American Politics Through a Camera Lens: Viewpoint of Former NYT Photographer< < Back to
For 25 years, Stephen Crowley was one of two “New York Times” (NYT) photographers stationed in Washington to cover the White House, the President, and Congress. Being a politically-minded guy since childhood, Crowley says that covering politics was never boring and in fact, it often was exciting.
He says that covering politics is a lot like shooting athletic events…there are always surprises, successes and failures. There are stars and also-rans. Each personality is different and it reflects in the pictures of them, he notes.
For example, he says Obama often attempted to appear thoughtful and Lincoln-like when cameras were around while photographing President Donald Trump is like capturing a television variety show host. He also notes that Sen. Minority Leader Chuck Schumer can hear a camera go off from 20 yards away and quickly makes his reading glasses disappear before the second frame is shot.
He says that part of his job as a photographer is to be able to “quickly organize chaos” into some type of coherent image that tells a story truthfully and accurately.
Crowley, throughout his career, has traveled the world on assignments and has taken photographs in some 40 different countries. He has captured images of war, poverty, and devastation. His credo, however, in such horrendous situations, is “don’t victimize the victim.” He is careful to preserve the humanity and dignity of the person being photographed regardless of the situation.
In 2002, Crowley was named the Photographer of the Year by the White House News Photographers Association.

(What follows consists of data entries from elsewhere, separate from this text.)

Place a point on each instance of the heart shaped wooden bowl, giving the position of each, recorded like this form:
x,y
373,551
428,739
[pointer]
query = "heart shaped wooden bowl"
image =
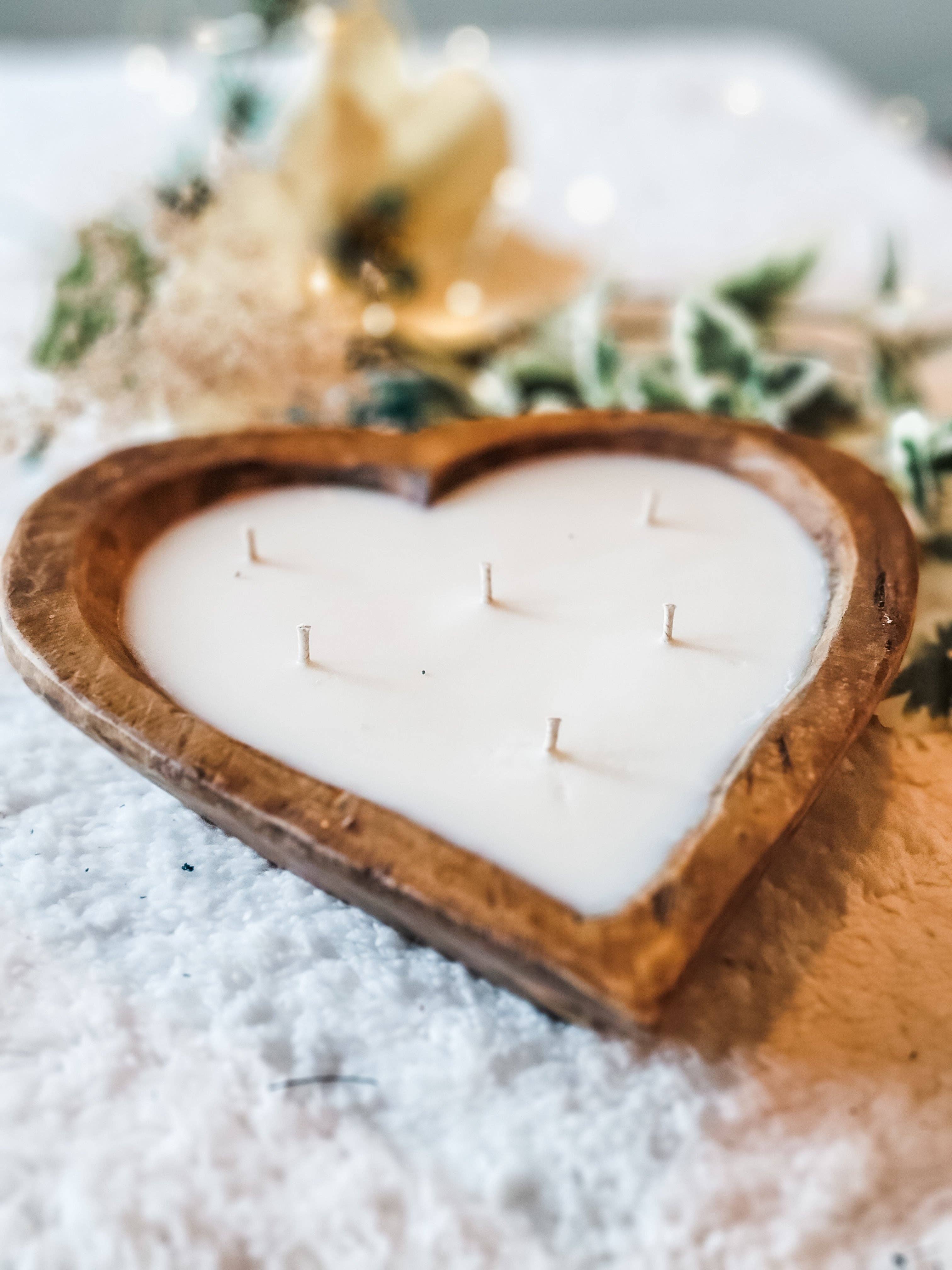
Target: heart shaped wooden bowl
x,y
64,580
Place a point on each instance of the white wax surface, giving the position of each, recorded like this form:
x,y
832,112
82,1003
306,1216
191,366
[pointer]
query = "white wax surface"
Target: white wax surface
x,y
393,590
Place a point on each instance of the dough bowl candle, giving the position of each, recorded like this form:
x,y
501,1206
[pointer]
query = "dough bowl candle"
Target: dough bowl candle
x,y
428,680
547,710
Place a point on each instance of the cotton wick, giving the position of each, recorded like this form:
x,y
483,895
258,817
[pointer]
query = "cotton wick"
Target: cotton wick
x,y
487,571
649,507
668,623
304,646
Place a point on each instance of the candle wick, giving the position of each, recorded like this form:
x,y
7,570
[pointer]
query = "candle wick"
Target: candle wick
x,y
649,508
487,571
668,624
304,646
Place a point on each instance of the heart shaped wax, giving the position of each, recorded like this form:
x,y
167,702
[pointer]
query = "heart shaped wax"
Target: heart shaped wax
x,y
427,700
593,872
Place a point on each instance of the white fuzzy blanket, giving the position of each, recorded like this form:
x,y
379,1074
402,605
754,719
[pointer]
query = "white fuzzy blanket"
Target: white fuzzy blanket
x,y
794,1110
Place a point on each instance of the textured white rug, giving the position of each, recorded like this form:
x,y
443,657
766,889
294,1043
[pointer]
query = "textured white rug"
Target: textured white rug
x,y
795,1108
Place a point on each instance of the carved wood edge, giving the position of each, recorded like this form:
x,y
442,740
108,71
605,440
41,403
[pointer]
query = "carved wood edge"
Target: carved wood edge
x,y
63,585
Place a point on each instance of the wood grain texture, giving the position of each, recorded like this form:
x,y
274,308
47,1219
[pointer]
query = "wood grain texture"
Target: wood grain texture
x,y
64,578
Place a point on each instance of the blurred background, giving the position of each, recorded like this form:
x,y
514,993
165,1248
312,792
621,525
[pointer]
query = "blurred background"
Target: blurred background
x,y
895,48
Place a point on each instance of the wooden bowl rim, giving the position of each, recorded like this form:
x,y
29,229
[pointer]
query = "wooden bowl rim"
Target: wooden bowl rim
x,y
73,550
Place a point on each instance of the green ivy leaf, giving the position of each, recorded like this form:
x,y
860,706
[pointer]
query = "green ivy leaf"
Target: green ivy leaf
x,y
111,280
408,401
717,350
761,291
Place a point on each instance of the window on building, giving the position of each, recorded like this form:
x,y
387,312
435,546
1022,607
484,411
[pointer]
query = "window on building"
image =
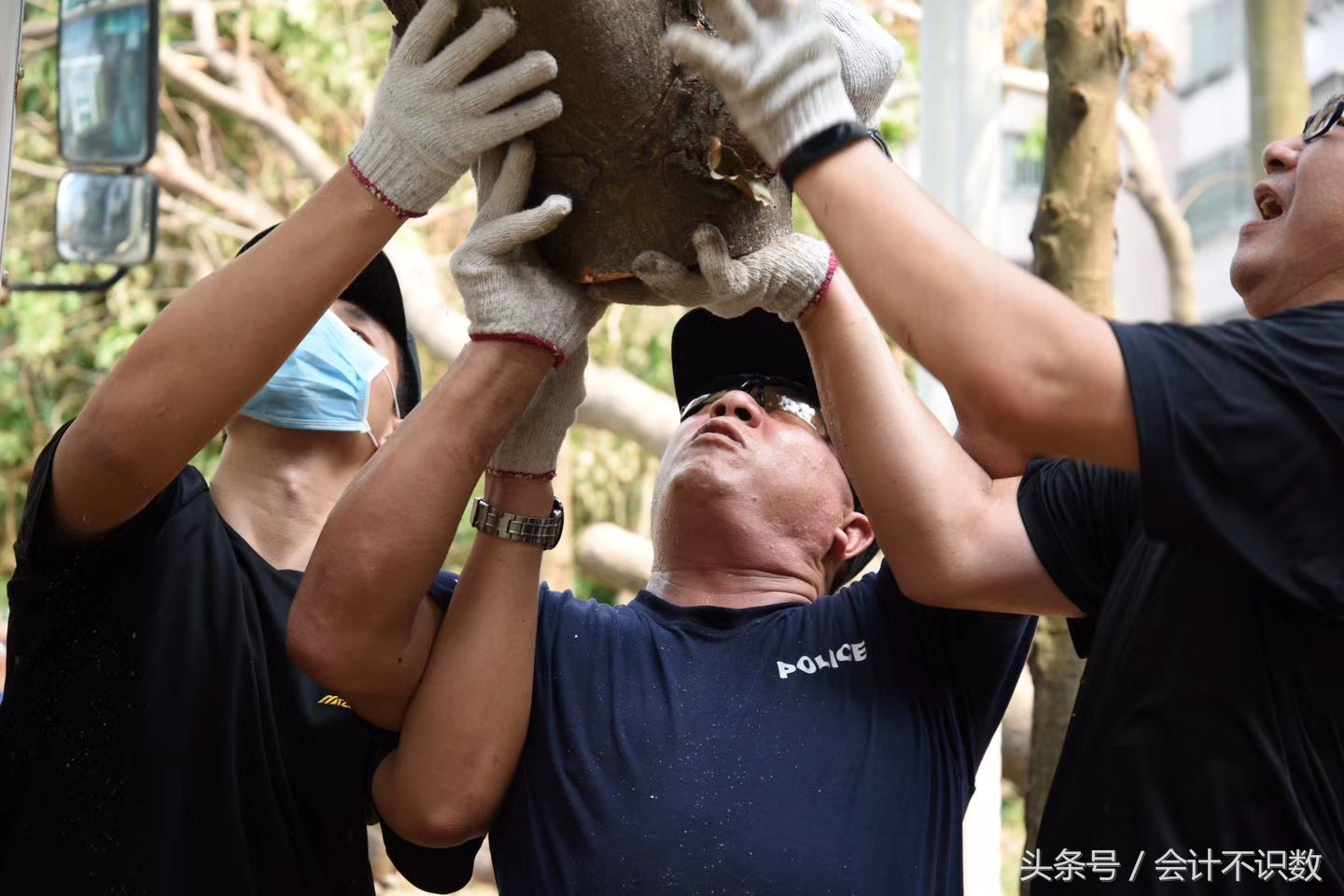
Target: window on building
x,y
1216,40
1025,162
1219,193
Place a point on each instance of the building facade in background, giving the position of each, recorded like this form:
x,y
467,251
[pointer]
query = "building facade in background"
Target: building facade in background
x,y
1203,132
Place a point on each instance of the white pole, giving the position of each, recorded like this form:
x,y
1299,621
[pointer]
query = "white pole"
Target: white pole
x,y
961,158
11,26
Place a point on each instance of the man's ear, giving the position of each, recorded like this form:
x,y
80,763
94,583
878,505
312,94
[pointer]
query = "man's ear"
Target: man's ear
x,y
851,539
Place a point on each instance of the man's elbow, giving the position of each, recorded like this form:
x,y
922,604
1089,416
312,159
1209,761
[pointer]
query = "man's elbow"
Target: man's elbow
x,y
307,647
931,584
440,829
315,644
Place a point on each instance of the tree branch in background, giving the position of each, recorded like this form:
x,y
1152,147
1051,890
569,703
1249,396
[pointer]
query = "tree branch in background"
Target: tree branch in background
x,y
1145,180
307,153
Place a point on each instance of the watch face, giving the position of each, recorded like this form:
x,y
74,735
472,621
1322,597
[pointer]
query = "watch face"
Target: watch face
x,y
558,514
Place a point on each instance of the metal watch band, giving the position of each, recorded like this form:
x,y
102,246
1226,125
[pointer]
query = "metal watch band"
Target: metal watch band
x,y
543,531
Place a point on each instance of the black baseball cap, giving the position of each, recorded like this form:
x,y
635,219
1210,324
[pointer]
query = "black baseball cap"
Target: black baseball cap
x,y
708,352
378,293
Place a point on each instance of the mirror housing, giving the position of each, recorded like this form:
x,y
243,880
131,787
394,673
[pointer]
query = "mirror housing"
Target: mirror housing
x,y
106,219
107,60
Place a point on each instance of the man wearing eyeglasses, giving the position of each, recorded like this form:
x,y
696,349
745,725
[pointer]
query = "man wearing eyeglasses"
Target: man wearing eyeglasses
x,y
1194,543
746,724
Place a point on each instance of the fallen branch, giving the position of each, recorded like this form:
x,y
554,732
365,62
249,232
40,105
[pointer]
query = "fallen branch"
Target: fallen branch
x,y
614,556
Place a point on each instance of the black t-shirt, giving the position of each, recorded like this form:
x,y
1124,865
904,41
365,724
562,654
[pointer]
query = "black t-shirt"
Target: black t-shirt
x,y
1209,731
155,736
794,749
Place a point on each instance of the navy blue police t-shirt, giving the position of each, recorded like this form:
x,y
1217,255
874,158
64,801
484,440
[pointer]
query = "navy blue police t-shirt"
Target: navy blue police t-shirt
x,y
791,749
1207,740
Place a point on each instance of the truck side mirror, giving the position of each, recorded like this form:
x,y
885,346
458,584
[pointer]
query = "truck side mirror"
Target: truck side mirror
x,y
106,219
107,52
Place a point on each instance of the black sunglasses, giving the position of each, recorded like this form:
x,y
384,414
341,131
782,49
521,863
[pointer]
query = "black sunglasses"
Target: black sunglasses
x,y
772,394
1324,119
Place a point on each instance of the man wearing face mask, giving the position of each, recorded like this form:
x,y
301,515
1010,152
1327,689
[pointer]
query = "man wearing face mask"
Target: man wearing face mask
x,y
155,736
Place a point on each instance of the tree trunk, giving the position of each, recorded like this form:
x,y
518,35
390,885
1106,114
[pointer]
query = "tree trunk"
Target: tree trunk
x,y
645,149
1074,241
1280,94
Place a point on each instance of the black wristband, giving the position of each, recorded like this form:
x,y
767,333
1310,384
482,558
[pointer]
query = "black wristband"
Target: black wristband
x,y
821,147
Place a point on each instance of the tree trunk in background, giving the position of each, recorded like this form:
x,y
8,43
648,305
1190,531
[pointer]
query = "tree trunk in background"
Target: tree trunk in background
x,y
1280,94
1074,239
637,140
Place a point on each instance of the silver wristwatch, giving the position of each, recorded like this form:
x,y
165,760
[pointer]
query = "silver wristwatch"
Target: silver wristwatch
x,y
543,531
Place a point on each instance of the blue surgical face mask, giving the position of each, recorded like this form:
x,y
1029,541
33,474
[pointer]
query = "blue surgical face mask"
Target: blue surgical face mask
x,y
324,385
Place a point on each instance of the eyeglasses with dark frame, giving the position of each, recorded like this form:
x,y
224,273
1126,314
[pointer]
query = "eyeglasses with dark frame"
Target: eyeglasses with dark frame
x,y
1324,119
772,394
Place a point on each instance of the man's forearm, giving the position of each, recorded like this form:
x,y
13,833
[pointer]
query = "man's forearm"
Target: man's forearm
x,y
359,621
465,727
1016,355
918,486
950,532
210,351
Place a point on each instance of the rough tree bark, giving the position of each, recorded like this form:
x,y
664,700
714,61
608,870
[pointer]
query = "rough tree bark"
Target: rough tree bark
x,y
1074,250
1280,93
645,149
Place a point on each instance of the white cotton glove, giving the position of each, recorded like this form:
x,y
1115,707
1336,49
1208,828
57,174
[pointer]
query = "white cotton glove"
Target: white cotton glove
x,y
787,277
509,292
870,58
429,122
776,66
531,450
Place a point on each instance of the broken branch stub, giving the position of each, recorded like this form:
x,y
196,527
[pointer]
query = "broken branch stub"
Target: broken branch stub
x,y
637,138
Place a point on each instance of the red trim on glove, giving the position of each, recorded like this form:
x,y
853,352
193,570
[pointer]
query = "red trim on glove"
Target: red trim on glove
x,y
371,187
525,339
825,285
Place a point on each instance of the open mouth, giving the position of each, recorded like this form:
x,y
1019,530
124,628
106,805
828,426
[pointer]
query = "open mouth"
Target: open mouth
x,y
718,427
1267,203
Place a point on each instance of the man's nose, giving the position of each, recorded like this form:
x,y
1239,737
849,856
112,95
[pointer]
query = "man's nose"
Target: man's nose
x,y
741,406
1282,155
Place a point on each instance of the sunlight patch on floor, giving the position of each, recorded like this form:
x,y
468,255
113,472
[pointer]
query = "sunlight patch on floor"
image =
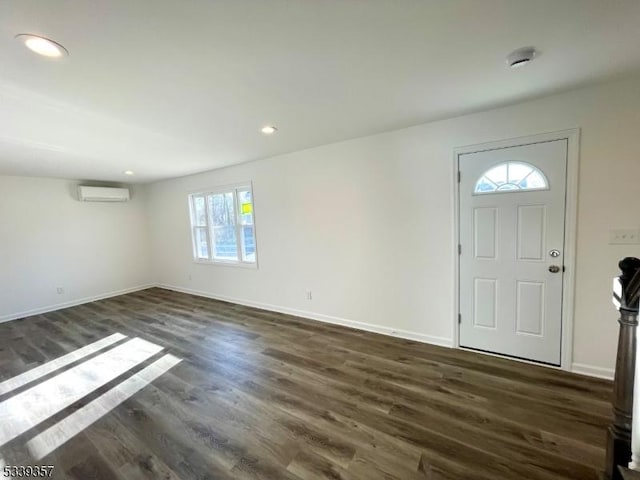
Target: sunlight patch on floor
x,y
46,442
27,409
44,369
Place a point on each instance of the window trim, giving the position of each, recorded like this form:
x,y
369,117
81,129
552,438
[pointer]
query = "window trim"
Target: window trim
x,y
230,188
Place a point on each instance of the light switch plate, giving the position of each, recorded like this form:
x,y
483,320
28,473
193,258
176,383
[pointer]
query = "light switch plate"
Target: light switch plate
x,y
624,236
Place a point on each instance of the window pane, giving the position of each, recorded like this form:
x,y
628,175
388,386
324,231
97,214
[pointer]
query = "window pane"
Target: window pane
x,y
202,245
224,243
199,212
221,209
248,244
246,207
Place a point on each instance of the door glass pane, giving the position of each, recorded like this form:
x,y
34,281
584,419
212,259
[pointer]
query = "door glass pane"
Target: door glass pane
x,y
202,244
222,209
224,243
248,244
199,212
511,176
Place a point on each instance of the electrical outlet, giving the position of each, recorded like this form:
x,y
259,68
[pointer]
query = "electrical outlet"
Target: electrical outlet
x,y
624,237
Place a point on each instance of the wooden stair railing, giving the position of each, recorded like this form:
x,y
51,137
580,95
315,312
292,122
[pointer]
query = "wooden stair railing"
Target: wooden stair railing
x,y
625,296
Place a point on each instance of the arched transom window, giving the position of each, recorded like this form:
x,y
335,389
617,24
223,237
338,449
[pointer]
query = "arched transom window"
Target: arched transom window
x,y
511,176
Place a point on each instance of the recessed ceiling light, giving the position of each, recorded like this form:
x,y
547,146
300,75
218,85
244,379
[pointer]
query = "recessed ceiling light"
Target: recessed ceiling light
x,y
42,46
521,57
268,130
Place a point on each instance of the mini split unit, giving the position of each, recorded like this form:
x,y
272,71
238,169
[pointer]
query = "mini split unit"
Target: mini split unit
x,y
102,194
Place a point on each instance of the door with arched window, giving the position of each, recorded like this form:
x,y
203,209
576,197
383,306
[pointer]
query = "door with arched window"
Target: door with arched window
x,y
512,219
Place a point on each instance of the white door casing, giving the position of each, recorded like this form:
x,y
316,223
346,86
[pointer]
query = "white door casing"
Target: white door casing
x,y
509,301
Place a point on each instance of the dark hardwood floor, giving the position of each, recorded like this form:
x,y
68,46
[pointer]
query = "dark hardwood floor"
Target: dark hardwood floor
x,y
261,395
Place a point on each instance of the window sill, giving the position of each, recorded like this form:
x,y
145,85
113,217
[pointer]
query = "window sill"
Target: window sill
x,y
222,263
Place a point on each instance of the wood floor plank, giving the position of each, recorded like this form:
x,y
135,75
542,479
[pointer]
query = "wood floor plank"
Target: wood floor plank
x,y
263,395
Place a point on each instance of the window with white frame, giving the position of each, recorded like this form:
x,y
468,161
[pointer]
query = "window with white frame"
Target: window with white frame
x,y
222,225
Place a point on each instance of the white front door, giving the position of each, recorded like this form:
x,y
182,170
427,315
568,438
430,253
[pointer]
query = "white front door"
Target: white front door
x,y
512,217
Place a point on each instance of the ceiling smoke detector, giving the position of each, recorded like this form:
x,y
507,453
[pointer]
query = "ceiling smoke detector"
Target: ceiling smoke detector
x,y
521,57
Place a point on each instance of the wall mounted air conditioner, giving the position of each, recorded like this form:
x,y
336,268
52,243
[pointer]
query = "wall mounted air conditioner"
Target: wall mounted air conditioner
x,y
102,194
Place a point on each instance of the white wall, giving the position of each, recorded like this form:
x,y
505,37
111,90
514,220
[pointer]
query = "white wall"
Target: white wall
x,y
48,239
367,224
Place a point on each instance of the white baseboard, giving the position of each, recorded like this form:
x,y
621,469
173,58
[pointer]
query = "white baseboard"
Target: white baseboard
x,y
591,371
71,303
369,327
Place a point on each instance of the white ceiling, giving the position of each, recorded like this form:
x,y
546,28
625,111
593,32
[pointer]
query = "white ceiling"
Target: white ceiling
x,y
167,88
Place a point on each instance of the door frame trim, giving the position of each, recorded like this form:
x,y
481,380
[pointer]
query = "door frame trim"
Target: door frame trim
x,y
570,230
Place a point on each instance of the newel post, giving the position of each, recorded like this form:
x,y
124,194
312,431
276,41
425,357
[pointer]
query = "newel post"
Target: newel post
x,y
625,297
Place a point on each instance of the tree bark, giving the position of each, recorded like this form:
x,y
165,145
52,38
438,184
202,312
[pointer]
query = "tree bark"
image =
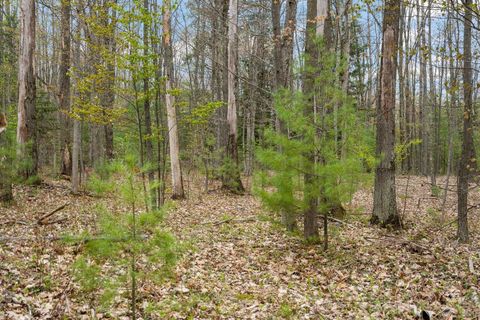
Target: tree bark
x,y
231,179
26,127
6,193
384,204
467,159
177,183
64,87
147,112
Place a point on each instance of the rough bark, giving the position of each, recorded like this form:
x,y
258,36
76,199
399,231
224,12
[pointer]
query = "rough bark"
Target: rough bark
x,y
466,165
26,127
384,205
148,114
177,183
315,27
6,193
231,179
64,87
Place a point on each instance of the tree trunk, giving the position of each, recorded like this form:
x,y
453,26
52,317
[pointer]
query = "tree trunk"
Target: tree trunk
x,y
26,128
316,14
177,183
147,113
466,165
231,179
385,205
6,193
64,88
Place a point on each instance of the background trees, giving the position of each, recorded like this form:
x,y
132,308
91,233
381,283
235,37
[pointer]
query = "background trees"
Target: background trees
x,y
131,77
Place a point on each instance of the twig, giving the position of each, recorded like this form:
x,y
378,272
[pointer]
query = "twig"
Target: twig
x,y
335,220
72,240
216,223
405,241
42,219
471,268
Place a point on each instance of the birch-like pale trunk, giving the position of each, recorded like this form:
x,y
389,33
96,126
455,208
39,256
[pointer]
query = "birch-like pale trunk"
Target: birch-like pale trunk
x,y
177,183
231,179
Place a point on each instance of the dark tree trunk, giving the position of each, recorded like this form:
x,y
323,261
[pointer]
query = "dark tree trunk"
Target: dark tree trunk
x,y
467,165
385,205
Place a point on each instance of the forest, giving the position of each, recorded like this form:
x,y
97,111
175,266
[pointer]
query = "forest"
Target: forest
x,y
239,159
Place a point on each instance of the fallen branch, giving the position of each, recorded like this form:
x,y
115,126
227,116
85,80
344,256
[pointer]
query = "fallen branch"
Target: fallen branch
x,y
405,241
336,220
42,219
216,223
77,240
11,222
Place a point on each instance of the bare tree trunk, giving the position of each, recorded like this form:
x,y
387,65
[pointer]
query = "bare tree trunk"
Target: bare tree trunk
x,y
26,128
231,179
64,88
77,130
466,162
147,113
177,183
6,193
385,205
317,11
109,96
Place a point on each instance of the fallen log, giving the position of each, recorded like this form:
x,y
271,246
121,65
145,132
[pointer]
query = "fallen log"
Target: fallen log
x,y
43,218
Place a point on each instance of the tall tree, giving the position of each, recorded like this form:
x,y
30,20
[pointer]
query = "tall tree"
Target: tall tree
x,y
5,183
64,86
317,11
467,161
384,203
26,127
146,106
177,182
231,179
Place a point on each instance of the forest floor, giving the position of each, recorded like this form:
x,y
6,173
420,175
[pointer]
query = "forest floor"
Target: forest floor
x,y
242,265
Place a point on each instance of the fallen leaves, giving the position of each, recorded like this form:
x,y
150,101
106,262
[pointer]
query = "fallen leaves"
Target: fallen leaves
x,y
242,265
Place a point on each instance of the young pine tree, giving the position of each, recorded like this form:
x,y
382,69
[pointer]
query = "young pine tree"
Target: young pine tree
x,y
127,247
332,133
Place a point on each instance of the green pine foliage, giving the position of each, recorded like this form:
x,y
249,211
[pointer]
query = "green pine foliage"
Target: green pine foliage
x,y
334,134
127,246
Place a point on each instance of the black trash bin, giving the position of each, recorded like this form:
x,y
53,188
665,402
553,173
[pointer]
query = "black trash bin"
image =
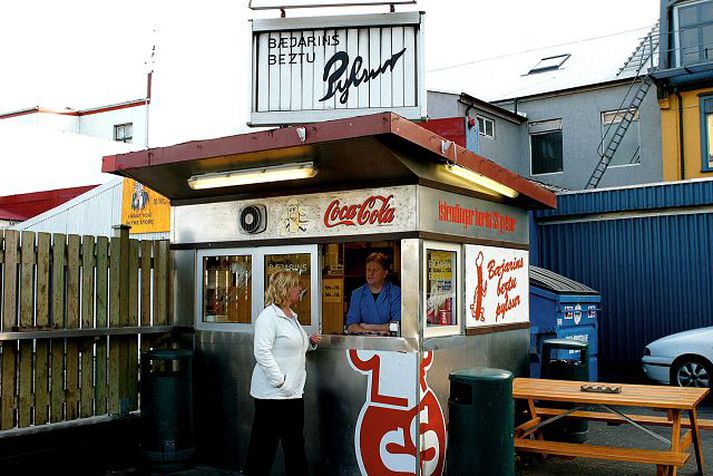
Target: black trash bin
x,y
565,359
481,423
167,441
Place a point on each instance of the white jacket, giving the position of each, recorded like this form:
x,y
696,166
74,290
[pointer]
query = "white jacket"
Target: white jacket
x,y
280,345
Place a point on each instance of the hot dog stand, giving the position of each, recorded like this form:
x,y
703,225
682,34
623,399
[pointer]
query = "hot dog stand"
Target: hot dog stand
x,y
454,226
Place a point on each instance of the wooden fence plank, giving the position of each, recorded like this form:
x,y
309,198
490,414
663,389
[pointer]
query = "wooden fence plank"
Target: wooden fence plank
x,y
124,313
100,383
42,382
72,351
146,283
7,392
88,263
160,282
114,265
73,245
59,260
113,407
27,285
25,400
72,379
86,395
102,280
133,283
57,393
43,280
9,319
86,400
133,341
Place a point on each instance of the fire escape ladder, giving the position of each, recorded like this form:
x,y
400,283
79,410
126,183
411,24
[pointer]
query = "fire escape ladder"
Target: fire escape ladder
x,y
640,86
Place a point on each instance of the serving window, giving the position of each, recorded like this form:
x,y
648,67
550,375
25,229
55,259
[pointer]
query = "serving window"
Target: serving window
x,y
231,285
227,288
442,273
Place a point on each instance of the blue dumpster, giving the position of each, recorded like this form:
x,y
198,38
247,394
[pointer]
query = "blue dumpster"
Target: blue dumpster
x,y
561,308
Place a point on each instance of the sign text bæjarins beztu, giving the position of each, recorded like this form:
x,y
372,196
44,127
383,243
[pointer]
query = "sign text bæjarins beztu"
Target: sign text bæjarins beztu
x,y
308,70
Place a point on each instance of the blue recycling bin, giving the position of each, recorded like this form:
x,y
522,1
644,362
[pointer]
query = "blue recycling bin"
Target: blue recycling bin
x,y
561,308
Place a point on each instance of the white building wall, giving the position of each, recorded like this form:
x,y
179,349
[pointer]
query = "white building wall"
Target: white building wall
x,y
58,122
92,213
102,124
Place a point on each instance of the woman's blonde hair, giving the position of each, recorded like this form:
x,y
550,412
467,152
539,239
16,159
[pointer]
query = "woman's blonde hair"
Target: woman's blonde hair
x,y
280,284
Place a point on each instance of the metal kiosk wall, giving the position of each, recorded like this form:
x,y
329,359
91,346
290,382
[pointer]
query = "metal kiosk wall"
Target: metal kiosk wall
x,y
373,404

He also was part of Pulitzer Prize winning teams at the NYT in 2001 and 2002 for “How Race is Lived in America” and his work during the war in Afghanistan.
Before arriving at the NYT, Crowley worked at “The Palm Beach Post,” the “Miami Herald” and the “Washington Times.”
He has had private showings of his work at the Library of Congress, the National Geographic Society and the Corcoran Art Museum in Washington, D.C.
The American Photo Magazine included Crowley in its list of the 100 Most Important People in Photography in 2005.